How to Prepare for the Loss of a Loved One and Help Others

CHICAGO - SEPTEMBER 28:  Young girls embrace o...Image by Getty Images via @daylife



Earlier this week, I asked a question on Facebook in order to get some feedback on how to be of assistance to my friends and family who are going through times of loss.  I got a few responses from people that I had not seen or heard from since High School and just befriended on FB within the last week and was so grateful for the time taken to respond.  The other reply was from someone that I may have met once and has chosen to take the time to offer himself as a source of knowledge and wisdom to those who seek in earnest.  I wondered about the silence from those other 200 or more people…What did it mean?
Speaking about death is something that is not very easy to do and very rarely approached in our society.  It is almost like a subject that is taboo.  We have such great fears about death and strong emotion that we often choose to ignore and avoid it when it is a phase of life that we all must face.  Just like any other time in our lives, it would benefit us greatly to examine ourselves and become familiar with our thoughts and feelings about death.  What it means to us, what are our fears and beliefs that surround death…In doing this, we can allow ourselves the opportunity to identify thoughts and beliefs that would inhibit the grieving process and our appreciation of the life that was and the recognition of the spirit that always is.
I belonged to a church several years ago that had a practice that we re-enacted every service and at any event: libation.  This was a ceremony that was adapted from our ancient African roots that honored the ancestors who came before us and those who had transitioned to another state of life, as well as honoring and acknowledging the elements and energy that make up all that is.  This ceremony was a reminder that we are all connected by divine spirit, that we are enriched and supported by our connection to all that is and ever was.  We call out names in this ceremony; names of heroes and sheroes who represent the spirit that we admire, respect, and consciously call forth to learn from and even emulate in the type of individual manifestation of spirit that we choose to be.  We call out names of our loved ones, friends and family and members of the world who have transitioned from this life in remembrance and acknowledgement that they may be gone physically, but forever exist.  I like to remind myself of one of the Laws of Thermodynamics.  This law says that: Matter is neither created nor destroyed, it only changes state.  The energy that we are, will always be and always has been, we only manifest it physically for a time or for many times, but our energy and essence always is.

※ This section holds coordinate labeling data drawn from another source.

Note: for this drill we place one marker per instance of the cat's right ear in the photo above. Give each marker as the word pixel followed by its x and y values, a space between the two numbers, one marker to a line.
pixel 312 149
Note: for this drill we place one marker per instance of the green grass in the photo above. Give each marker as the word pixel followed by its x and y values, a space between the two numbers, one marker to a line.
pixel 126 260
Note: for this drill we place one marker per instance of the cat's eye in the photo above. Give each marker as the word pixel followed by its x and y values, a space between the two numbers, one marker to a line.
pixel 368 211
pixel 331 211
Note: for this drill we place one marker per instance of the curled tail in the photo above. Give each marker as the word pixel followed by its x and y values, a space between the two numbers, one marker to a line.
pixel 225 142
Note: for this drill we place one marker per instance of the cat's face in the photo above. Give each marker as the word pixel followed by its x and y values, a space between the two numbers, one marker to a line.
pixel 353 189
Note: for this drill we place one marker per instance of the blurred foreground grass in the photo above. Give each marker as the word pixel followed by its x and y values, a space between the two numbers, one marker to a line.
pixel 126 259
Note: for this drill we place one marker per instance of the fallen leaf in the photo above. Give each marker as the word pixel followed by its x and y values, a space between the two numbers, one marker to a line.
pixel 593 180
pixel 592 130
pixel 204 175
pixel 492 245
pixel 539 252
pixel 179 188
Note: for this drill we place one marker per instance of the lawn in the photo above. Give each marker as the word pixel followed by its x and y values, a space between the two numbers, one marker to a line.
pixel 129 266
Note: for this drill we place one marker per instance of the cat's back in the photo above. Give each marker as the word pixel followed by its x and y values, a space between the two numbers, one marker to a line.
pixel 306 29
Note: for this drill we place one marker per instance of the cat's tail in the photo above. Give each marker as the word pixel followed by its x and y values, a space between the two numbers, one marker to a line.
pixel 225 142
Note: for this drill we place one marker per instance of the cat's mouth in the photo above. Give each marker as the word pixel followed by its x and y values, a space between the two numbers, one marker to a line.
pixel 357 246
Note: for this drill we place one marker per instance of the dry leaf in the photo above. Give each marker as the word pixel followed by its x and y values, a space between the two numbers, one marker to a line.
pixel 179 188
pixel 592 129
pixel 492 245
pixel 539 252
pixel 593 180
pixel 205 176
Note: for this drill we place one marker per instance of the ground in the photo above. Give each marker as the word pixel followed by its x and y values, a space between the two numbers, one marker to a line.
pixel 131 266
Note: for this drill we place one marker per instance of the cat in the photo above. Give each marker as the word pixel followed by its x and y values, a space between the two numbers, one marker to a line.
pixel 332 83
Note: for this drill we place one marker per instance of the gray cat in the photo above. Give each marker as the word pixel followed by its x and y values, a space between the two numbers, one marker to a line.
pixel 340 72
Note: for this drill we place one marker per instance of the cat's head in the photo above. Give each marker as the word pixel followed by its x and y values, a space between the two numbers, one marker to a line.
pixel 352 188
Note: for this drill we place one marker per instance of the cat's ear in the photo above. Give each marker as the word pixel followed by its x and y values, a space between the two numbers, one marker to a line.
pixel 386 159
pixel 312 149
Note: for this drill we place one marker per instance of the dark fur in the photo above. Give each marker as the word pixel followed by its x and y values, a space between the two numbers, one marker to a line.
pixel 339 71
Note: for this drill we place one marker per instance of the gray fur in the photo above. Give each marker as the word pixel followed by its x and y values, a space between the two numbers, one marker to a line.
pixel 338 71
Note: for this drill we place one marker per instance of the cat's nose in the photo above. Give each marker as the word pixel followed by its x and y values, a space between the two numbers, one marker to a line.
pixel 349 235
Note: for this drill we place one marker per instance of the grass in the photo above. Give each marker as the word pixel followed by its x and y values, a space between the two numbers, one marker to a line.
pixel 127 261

I am grateful for this time of reflection and reminder and preparation.  I am grateful that there are ways and tools available to assist me to see things as they really are and not allow fear to cheat me out of a living experience of how great we truly are and can be.  I am grateful for that inner-knowing that we all have access to that guides and affirms and corrects and adjusts.  Today as in every day, I consciously choose.
Peace.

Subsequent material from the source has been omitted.